I’m pretty brave. Some would say stupid, actually. Sometimes I leave my brain behind and follow my heart where few dare to tread. And sometimes it turns out okay. Like the time I went to church disguised as a homeless person. Or started a nonreligious spiritual discussion group downtown with people of varying worldviews. Or jumped off a cliff. And just the other day I walked up to a total stranger and asked if I could use his backyard swimming pool as a church baptismal. My motto in life is, “I have nothing to lose.”
But what I did yesterday beat all. I had a lot to lose. I emailed a a friend and voiced a specific need.
After typing and deleting for over an hour, I finally clicked “send” and felt every ounce of pride and dignity leave my shaking, sobbing body. I even wondered if whatever faith I have in God’s ability to miraculously and sovereignly provide left me as well.
My friend responded in turn by admitting a specific need of her own. We agreed that those in the church need to do better at bearing each other’s burdens (Galatians 6:2).
Now that I’ve shared mine, I feel a little lighter, though the lightness may also be due to feeling as if I’ve stripped myself of all my protective clothing. Sometimes it hurts to be real.
When Paul admonished the Galatians to share each other’s burdens, he said doing so would “fulfill the law of Christ.” Which we know to be love. As I sit here on the weird and shaky other-side of burden sharing, I don’t know if, practically speaking, it will have made any difference. But that was never the point.
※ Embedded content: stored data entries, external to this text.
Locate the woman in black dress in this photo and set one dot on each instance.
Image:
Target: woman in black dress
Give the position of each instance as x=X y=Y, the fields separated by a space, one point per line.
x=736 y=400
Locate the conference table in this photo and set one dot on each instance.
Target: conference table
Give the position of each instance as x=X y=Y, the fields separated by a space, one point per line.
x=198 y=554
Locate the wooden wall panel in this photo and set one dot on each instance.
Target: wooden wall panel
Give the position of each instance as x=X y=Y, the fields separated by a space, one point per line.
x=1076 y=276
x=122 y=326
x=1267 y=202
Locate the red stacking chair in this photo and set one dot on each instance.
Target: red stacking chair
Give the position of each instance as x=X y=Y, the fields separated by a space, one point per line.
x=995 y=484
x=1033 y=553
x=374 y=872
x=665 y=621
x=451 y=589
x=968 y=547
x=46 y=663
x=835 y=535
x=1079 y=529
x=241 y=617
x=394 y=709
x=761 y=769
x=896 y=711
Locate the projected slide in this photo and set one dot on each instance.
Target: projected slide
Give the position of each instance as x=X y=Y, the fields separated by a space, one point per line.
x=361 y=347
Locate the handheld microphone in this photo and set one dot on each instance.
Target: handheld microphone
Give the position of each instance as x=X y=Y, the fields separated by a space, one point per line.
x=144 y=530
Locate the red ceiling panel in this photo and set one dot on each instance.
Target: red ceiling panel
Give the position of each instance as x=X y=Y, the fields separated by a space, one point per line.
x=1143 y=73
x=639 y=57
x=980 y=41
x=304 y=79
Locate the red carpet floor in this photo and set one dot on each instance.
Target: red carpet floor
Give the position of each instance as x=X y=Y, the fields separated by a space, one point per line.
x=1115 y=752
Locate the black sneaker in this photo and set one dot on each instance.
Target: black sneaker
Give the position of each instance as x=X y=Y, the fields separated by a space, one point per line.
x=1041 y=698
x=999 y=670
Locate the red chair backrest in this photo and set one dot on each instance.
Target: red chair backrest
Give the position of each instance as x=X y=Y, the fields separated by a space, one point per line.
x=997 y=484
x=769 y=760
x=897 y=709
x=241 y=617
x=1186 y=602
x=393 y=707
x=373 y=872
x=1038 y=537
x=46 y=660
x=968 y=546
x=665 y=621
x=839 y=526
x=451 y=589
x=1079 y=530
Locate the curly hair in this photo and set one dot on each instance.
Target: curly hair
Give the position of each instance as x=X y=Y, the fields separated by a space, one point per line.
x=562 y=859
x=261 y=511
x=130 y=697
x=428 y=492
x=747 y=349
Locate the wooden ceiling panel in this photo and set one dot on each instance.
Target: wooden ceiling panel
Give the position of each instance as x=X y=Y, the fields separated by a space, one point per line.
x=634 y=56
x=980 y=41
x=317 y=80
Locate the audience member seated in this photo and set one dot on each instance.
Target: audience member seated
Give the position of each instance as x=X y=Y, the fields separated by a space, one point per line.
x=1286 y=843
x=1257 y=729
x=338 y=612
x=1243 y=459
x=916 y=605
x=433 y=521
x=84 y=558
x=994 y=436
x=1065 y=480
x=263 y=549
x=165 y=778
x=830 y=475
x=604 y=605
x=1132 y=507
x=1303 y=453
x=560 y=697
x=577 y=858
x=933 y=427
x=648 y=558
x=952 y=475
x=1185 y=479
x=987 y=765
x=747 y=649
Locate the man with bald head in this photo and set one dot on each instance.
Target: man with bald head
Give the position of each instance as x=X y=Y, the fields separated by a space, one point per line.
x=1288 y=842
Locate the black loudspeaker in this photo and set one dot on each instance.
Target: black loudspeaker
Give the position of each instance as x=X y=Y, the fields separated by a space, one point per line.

The point is love. In being honest with my friend about my need, I showed her I love her enough to trust her with my burden. She will bear it carefully–not judging me for refusing to voice it sooner, not slathering it across the cyber sphere, and not offering stupid platitudes and then dumping my burden by the curb.
She in turned showed me love by thanking me for the privilege of sharing my heavy heart-load. This is love. This is the Gospel. This is the religion that doesn’t sit pretty in Sunday pews and keep problems carefully hidden beneath empty ritual.
Do you have a hard time being honest about your needs? Do you think the nature of some needs are more difficult to share than others? What is the most difficult thing you’ve ever told someone in regard to a need? What was the result, and how did it make you feel? Please share!